1. Intelligence – Recognizing the need for a decision.

2. Design – Generating and evaluating alternatives.

3. Choice – Selecting an option.

4. Implementation – Executing the decision.

Good decision outcomes come from good decision processes (not just luck).

Example: A company evaluating whether to expand internationally would go through these four phases systematically.

🔹 Overconfidence

Three Types of Overconfidence:

1. Misprecision – Thinking you’re more precise than you are.

2. Misestimation – Overestimating or underestimating outcomes.

3. Misplacement – Believing you’re better than others.

More information often increases overconfidence, rather than improving accuracy.

Example: A student believes they aced a test but later finds they misunderstood key concepts.


🧠 Part 2: Heuristics & Biases (Module 2)

🔹 Dual-System Thinking

System 1 (Intuitive) – Fast, automatic, emotional.

System 2 (Reflective) – Slow, deliberate, logical.

Example: You instinctively think a luxury car must be better (System 1), but after research, you find a cheaper option with similar specs (System 2).

🔹 Major Heuristics & Biases

🧠 Part 3: Nudging & Better Decision-Making

🔹 Nudging

Definition: Subtle interventions that steer people toward better decisions without restricting choices (Thaler & Sunstein, 2021).

Example: Automatically enrolling employees in a 401(k) plan but allowing them to opt out.

Types of Nudges:

1. Defaults – Making the best choice the automatic option.

2. Framing – Presenting information in a way that influences decisions.

3. Salience – Highlighting important details to attract attention.

Example: Labeling unhealthy foods in red and healthy foods in green influences better eating choices.


🧠 Part 4: Forecasting & Learning from Experience

🔹 Why Are We Bad at Forecasting?

Overconfidence Bias – We trust our predictions too much.

Hindsight Bias – We believe past events were more predictable than they were.

Affective Forecasting (Gilbert, 2006) – We overestimate how future events will impact our happiness.

Example: People expect a job promotion to make them much happier, but over time, their happiness returns to baseline.

How to Improve Forecasting:

1. Start from the outside view – Look at historical data.

2. Use probability estimates rather than gut feelings.

3. Learn from superforecasters – They continuously update their beliefs based on new evidence.

📌 Practice Questions

Multiple Choice

1. A person believes plane crashes happen frequently because they saw recent news reports about them.

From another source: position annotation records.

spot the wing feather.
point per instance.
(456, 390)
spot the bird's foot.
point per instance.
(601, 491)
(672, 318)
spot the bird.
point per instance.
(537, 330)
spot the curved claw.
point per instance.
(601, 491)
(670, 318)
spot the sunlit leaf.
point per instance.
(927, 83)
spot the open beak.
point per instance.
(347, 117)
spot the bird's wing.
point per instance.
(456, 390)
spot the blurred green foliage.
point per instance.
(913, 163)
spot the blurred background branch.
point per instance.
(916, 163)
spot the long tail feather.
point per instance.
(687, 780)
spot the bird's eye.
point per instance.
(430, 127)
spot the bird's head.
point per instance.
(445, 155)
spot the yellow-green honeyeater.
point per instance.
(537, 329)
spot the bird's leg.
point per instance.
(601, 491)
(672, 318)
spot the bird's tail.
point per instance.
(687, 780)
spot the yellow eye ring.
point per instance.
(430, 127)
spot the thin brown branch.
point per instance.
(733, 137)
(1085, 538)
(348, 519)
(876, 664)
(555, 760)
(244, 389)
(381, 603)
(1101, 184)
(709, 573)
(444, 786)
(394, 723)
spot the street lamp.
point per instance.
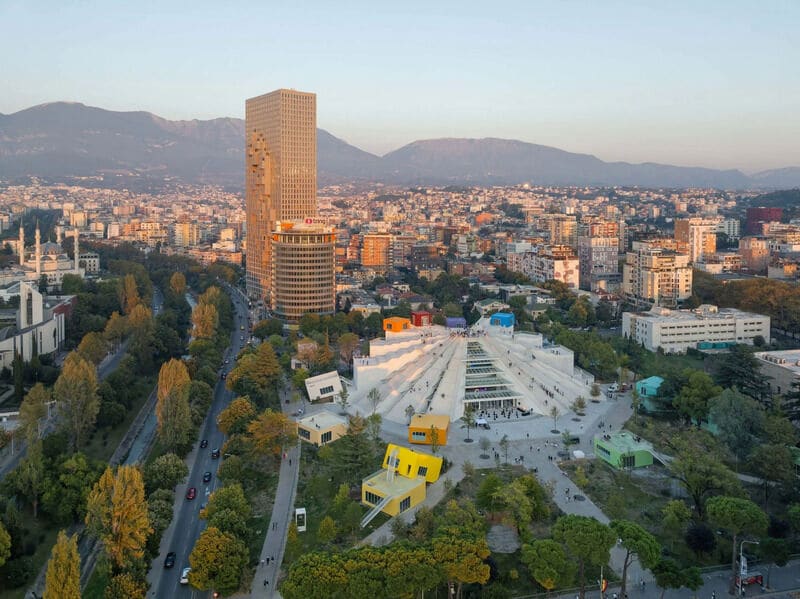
(741, 562)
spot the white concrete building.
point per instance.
(324, 387)
(40, 327)
(675, 331)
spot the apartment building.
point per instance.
(653, 275)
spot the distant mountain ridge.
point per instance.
(63, 139)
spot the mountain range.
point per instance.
(65, 139)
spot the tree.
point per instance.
(468, 419)
(326, 532)
(205, 320)
(776, 552)
(462, 559)
(270, 432)
(588, 542)
(76, 394)
(548, 563)
(229, 497)
(774, 464)
(177, 283)
(125, 586)
(63, 579)
(638, 543)
(348, 343)
(739, 368)
(236, 416)
(165, 472)
(675, 516)
(504, 443)
(738, 517)
(5, 545)
(579, 405)
(30, 476)
(671, 575)
(484, 444)
(93, 347)
(702, 473)
(64, 497)
(116, 513)
(217, 561)
(692, 400)
(172, 408)
(343, 399)
(128, 294)
(374, 397)
(739, 420)
(32, 410)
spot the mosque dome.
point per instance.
(50, 248)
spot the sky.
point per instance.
(713, 83)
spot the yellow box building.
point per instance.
(419, 429)
(321, 428)
(396, 324)
(400, 485)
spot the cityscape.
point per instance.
(241, 356)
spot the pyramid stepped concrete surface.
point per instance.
(438, 370)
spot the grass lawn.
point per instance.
(104, 442)
(39, 557)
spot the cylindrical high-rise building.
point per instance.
(303, 270)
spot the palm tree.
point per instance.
(469, 420)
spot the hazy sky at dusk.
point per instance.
(712, 83)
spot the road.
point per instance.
(186, 524)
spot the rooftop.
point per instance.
(322, 420)
(440, 421)
(626, 442)
(789, 359)
(388, 488)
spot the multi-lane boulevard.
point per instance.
(186, 523)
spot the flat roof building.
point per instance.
(707, 327)
(420, 429)
(322, 428)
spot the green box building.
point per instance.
(623, 450)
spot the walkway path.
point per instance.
(265, 579)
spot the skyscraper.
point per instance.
(281, 174)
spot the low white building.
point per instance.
(707, 327)
(40, 327)
(324, 387)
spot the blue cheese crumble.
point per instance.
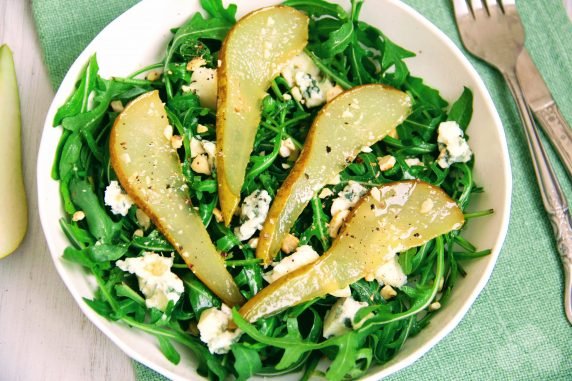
(253, 213)
(214, 329)
(308, 85)
(116, 199)
(156, 281)
(303, 255)
(340, 318)
(452, 145)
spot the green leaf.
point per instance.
(462, 110)
(99, 223)
(338, 40)
(246, 361)
(424, 94)
(107, 252)
(345, 358)
(215, 8)
(168, 350)
(200, 297)
(393, 56)
(318, 8)
(78, 256)
(77, 102)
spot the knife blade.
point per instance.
(545, 109)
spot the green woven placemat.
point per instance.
(516, 330)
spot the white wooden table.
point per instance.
(43, 334)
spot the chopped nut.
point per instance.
(333, 92)
(154, 75)
(376, 194)
(176, 141)
(201, 129)
(387, 292)
(393, 133)
(78, 216)
(426, 206)
(217, 214)
(168, 132)
(196, 63)
(345, 292)
(253, 243)
(287, 147)
(326, 192)
(201, 165)
(289, 244)
(335, 181)
(117, 105)
(386, 162)
(336, 223)
(434, 306)
(142, 219)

This is an example of:

A) Representativeness heuristic

B) Availability heuristic

C) Regression fallacy

D) Confirmation bias

2. A baseball player has an amazing rookie season but performs worse the next year. The best explanation is:

A) Overconfidence bias

B) Regression to the mean

C) The Affect Heuristic

D) Anchoring effect

3. People tend to donate more when they see a picture of a single starving child rather than statistics about millions suffering. This is called:

A) Hindsight bias

B) Base rate neglect

C) Identifiable victim effect

D) Attribute substitution

4. A company wants more employees to enroll in its 401(k) plan. The best nudge they could use is:

A) Framing retirement benefits in a positive light

B) Making enrollment automatic with an opt-out option

C) Offering financial incentives for enrollment

D) Providing employees with extensive financial education

5. A politician claims they knew all along that a law would fail, even though they originally supported it. This is an example of:

A) Overconfidence bias

B) Hindsight bias

C) The mere exposure effect

D) The availability heuristic


📝 Answers & Explanations

1. (B) Availability heuristic – The person judges probability based on how easily examples come to mind.

2. (B) Regression to the mean – Extreme performance naturally tends to move back toward the average.

3. (C) Identifiable victim effect – People respond emotionally to a single, known individual more than to large groups.

4. (B) Making enrollment automatic with an opt-out option – This default nudge increases participation.

5. (B) Hindsight bias – The person falsely believes they always knew the outcome.


🎯 Final Tips

Use Active Recall – Quiz yourself using flashcards or practice questions.

Apply Concepts to Real Life – Think of how heuristics & biases affect everyday decisions.

Practice Questions – Revisit tricky concepts by answering questions without looking at notes.

Teach a Friend – Explaining concepts aloud reinforces understanding.